By AMT Sample Clauses

By AMT. AMT agrees to defend Amgen and its directors, officers, employees and agents (the “Amgen Indemnified Parties”) at AMT’s cost and expense, and will indemnify and hold Amgen and the other Amgen Indemnified Parties harmless from and against any Losses resulting from any Third Party claim (including product liability claims) arising out of or otherwise relating to (i) the gross negligence or willful misconduct of AMT, (ii) the Exploitation of any GDNF Product by or on behalf of AMT or its Affiliates, or (iii) breach of this Agreement or the representations and warranties made hereunder by AMT; except, in each case, to the extent such Losses result from clause (i) or (ii) of Section 9.9.1 (By Amgen).
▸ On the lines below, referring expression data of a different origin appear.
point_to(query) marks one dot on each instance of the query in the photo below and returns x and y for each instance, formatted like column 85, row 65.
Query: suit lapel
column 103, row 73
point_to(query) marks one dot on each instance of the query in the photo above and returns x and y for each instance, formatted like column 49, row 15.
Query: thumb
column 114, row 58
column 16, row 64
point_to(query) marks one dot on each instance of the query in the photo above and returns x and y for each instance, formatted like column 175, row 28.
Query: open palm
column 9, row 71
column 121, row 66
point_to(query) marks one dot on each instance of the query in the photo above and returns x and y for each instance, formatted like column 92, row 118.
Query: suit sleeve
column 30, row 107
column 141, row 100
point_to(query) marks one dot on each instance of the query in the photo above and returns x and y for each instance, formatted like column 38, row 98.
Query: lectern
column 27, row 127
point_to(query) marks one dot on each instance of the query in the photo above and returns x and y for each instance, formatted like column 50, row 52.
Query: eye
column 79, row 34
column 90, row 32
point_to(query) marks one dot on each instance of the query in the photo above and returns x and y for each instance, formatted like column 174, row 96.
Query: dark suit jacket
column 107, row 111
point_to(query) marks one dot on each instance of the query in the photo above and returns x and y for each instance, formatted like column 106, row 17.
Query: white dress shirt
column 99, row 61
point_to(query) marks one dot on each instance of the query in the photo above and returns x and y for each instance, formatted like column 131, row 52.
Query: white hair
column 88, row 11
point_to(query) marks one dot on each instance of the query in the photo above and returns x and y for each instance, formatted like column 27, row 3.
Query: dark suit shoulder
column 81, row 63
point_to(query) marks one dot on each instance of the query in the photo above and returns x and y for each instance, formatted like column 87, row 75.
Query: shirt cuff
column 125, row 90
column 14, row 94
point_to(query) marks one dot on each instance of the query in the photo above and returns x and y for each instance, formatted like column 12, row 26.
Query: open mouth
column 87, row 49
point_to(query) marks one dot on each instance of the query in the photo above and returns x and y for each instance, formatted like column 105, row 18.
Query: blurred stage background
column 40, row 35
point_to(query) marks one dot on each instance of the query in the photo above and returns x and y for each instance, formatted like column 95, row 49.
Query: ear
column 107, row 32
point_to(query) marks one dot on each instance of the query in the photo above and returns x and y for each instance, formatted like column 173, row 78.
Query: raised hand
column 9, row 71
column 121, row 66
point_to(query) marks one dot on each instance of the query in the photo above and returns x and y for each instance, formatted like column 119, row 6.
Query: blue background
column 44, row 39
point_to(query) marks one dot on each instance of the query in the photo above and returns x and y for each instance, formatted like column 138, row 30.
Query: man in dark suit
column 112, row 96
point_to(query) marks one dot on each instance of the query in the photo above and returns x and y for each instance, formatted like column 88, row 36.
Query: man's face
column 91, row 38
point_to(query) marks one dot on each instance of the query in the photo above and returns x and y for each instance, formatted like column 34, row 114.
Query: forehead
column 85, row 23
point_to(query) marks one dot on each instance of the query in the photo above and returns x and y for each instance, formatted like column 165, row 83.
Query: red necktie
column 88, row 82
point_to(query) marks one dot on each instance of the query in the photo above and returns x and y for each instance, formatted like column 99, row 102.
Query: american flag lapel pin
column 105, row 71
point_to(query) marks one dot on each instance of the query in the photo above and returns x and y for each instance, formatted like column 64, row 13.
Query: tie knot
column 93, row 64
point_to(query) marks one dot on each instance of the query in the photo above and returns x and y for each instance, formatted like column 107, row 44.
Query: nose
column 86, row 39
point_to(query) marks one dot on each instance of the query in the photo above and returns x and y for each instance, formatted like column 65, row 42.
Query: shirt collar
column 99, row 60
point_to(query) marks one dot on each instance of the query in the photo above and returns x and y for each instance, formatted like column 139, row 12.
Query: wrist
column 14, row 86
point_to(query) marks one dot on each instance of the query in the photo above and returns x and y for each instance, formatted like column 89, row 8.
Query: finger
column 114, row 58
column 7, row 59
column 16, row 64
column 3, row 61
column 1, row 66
In the event of any such claim against the Amgen Indemnified Parties by a Third Party, Amgen shall promptly notify AMT in writing of the claim (provided, however, that any failure or delay to notify shall not excuse any obligation of AMT except to the extent AMT is actually prejudiced thereby) and AMT shall solely manage and control, at its sole expense, the defense of the claim and its settlement; provided, however, that AMT shall not settle any such claim without the prior written consent of Amgen if such settlement does not include a complete release from liability or if such settlement would involve undertaking an obligation (including the payment of money by an Amgen Indemnified Party), would bind or impair an Amgen Indemnified Party, or includes any admission of wrongdoing or that any intellectual property or proprietary right of Amgen is invalid or unenforceable. The Amgen Indemnified Parties shall cooperate with AMT and may, at their option and expense, be represented in any such action or proceeding by counsel of their own choosing.